This expands the table with the Charles Explorer search results with the rankings of the most similar publications from the Scopus database for the given queries.

As a reminder - we are trying to use these values as a proxy for the relevance of the search results. In a way, this replaces a manual relevance score assignment, which would require us to conduct a user survey to get the relevance scores for the search results.

We can now plot the distribution of the positions of the most similar publications in the Scopus search results for the Charles Explorer search results. This will help us to see whether the similarity search step helps with the missing publications problem.

import pandas as pd
import matplotlib.pyplot as plt

df = pd.read_csv('./similarity_ranking.csv')
df.rename(columns={'ranking': 'similarity_scopus_ranking'}, inplace=True)
c = df['similarity_scopus_ranking'].hist(bins=100)
c.set_title('Similarity-based ranking prediction for Charles Explorer documents')
c.set_xlabel('Predicted position in the Scopus search results')
c.set_ylabel('Number of documents')

plt.show()

png

While the distribution of the predicted rankings might seem skewed, this does not pose a serious problem to our benchmark.

Firstly, we are not trying to predict the exact ranking of the search results, but rather to assign a relevance score to each search result.

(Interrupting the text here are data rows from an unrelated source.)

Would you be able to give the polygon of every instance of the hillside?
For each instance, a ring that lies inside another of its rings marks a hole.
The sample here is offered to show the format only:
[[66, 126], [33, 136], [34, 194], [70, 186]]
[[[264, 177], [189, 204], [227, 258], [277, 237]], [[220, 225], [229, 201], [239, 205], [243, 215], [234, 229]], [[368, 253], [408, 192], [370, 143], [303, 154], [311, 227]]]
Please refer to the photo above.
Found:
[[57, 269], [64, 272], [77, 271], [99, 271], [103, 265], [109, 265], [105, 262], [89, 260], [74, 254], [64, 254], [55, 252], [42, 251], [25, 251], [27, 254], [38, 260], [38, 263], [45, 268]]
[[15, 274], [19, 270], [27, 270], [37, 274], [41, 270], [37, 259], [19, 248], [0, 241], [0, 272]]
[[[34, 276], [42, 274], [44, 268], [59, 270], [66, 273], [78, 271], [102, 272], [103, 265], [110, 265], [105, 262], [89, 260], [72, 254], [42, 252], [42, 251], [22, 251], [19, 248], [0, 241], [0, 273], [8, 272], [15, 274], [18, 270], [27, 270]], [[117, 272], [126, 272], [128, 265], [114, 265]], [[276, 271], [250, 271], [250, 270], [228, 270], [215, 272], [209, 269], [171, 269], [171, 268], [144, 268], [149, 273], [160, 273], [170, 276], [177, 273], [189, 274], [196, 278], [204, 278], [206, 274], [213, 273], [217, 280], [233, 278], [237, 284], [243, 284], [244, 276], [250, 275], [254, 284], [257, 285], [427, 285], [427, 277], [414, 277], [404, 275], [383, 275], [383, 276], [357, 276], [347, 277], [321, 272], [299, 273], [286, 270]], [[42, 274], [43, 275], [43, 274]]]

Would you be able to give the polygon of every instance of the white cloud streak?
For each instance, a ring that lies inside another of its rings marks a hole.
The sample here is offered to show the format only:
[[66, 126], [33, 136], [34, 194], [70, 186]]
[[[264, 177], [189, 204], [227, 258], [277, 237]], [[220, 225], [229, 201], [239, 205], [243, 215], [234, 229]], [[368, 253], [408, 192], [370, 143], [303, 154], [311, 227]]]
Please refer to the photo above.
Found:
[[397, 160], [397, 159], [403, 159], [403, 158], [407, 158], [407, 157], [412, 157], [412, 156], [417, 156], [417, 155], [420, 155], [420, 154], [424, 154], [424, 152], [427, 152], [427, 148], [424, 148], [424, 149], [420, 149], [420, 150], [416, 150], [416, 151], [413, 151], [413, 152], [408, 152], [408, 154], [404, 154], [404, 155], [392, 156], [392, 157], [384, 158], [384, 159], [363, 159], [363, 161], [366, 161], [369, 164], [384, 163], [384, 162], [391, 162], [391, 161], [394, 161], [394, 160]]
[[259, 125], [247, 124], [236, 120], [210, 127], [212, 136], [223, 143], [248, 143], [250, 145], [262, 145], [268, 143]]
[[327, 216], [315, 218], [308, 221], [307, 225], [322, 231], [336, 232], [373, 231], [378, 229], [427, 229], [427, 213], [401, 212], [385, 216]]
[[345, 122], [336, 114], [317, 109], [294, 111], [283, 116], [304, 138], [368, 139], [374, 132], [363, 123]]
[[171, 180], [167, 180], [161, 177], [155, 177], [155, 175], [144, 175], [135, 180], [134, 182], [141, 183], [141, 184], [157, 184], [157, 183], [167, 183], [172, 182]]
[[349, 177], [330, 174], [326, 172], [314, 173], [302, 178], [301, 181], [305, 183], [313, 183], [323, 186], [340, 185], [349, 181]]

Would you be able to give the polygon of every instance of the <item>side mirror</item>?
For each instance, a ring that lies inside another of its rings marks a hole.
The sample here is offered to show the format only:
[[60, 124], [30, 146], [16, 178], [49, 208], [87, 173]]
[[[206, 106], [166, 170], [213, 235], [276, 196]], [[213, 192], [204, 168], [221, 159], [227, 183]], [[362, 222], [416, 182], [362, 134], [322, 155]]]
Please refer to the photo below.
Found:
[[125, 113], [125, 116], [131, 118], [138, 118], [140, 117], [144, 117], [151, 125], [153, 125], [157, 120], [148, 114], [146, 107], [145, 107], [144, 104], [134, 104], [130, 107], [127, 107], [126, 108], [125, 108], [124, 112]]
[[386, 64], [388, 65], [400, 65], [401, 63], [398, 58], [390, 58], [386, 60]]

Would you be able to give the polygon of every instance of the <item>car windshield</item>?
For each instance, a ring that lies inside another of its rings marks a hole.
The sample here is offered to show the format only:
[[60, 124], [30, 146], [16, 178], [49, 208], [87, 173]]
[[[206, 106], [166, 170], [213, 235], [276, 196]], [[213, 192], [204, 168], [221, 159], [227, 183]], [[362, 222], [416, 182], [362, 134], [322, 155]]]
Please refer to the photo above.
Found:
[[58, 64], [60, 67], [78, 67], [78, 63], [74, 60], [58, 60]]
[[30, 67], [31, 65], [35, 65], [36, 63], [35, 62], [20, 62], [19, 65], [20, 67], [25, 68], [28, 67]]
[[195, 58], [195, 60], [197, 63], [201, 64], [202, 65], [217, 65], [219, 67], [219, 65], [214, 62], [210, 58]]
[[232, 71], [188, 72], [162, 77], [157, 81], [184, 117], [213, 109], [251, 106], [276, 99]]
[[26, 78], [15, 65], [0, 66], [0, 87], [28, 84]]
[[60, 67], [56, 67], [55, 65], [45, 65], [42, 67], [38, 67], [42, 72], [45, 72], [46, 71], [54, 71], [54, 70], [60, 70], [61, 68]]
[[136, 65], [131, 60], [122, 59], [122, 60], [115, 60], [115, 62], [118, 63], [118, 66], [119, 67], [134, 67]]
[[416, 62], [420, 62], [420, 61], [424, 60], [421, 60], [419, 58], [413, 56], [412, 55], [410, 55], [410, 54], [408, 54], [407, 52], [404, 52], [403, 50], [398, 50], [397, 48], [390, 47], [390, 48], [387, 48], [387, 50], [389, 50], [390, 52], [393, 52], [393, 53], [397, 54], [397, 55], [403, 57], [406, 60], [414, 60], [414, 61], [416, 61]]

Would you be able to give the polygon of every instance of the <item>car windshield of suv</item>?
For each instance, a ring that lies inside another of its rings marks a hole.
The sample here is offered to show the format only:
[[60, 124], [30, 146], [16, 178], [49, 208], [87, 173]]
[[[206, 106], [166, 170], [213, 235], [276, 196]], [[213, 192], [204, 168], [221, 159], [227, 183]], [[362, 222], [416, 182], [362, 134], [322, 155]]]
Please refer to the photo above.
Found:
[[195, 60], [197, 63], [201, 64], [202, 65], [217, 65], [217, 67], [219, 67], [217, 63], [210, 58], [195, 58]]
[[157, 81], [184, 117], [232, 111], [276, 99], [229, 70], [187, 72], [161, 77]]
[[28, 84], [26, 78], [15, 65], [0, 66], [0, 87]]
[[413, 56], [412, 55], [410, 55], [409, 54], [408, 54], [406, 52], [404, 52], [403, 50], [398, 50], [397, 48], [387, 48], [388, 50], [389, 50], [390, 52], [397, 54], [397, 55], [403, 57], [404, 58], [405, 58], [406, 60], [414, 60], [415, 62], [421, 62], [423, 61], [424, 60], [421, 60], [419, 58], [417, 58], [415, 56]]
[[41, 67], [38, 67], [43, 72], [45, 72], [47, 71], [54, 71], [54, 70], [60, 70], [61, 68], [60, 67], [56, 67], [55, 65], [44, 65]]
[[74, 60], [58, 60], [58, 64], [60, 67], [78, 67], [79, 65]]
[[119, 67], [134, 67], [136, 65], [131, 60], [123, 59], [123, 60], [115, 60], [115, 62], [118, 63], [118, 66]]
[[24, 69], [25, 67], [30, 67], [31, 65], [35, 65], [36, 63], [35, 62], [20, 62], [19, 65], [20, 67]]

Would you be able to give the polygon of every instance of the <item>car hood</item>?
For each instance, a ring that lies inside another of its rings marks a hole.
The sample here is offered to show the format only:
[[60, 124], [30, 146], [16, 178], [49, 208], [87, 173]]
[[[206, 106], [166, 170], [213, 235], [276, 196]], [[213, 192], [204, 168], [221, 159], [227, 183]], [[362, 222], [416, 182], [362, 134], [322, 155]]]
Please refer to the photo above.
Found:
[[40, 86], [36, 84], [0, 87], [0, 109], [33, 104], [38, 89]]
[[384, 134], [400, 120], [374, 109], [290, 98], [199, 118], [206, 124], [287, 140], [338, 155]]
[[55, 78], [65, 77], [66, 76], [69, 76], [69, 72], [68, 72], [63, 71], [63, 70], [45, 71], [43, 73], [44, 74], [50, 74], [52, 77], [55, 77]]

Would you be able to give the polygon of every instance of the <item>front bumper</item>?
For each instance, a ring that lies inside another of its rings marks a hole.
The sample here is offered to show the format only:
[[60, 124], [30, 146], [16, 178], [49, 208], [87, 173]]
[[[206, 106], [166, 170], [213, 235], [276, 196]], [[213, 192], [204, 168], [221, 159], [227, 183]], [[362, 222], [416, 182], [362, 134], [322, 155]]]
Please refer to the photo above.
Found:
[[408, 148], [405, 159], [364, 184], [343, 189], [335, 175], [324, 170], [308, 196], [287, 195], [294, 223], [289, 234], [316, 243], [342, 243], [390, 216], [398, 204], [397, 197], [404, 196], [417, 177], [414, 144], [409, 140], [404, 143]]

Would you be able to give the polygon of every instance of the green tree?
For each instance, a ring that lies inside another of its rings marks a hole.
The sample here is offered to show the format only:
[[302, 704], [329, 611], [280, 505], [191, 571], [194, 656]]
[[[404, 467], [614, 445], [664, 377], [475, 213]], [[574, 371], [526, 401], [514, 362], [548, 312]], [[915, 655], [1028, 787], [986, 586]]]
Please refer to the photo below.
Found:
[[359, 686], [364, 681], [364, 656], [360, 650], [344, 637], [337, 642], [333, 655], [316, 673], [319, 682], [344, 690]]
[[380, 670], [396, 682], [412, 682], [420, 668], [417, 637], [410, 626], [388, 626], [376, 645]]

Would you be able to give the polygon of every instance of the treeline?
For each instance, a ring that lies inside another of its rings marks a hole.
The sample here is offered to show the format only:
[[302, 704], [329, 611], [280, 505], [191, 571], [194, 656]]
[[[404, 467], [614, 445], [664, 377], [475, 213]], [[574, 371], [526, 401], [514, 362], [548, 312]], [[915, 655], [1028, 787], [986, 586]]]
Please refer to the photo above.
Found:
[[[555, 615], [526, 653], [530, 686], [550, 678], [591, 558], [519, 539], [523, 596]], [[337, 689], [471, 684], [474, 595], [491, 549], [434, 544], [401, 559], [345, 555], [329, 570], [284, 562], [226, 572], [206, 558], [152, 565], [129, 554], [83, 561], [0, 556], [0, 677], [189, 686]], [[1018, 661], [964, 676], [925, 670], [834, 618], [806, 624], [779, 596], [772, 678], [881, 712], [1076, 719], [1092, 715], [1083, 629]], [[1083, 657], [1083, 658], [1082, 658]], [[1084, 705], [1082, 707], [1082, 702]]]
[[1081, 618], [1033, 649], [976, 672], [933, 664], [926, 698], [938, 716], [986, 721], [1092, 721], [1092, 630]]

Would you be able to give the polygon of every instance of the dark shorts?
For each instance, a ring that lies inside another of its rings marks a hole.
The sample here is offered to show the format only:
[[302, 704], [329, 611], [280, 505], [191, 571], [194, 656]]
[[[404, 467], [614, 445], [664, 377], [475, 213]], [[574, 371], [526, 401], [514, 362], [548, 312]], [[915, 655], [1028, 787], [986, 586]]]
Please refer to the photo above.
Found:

The peak of the distribution is at the top of the rankings, which simulates the human behaviour of having clearer opinions about the few top search results.

Secondly, the left-skewed distribution might be caused by non-uniform lengths of the search result lists. Since for some of the queries, Scopus returns only a few relevant search results (100 is only the maximum limit), the resulting predicted rankings will be skewed towards the top of the list for these queries.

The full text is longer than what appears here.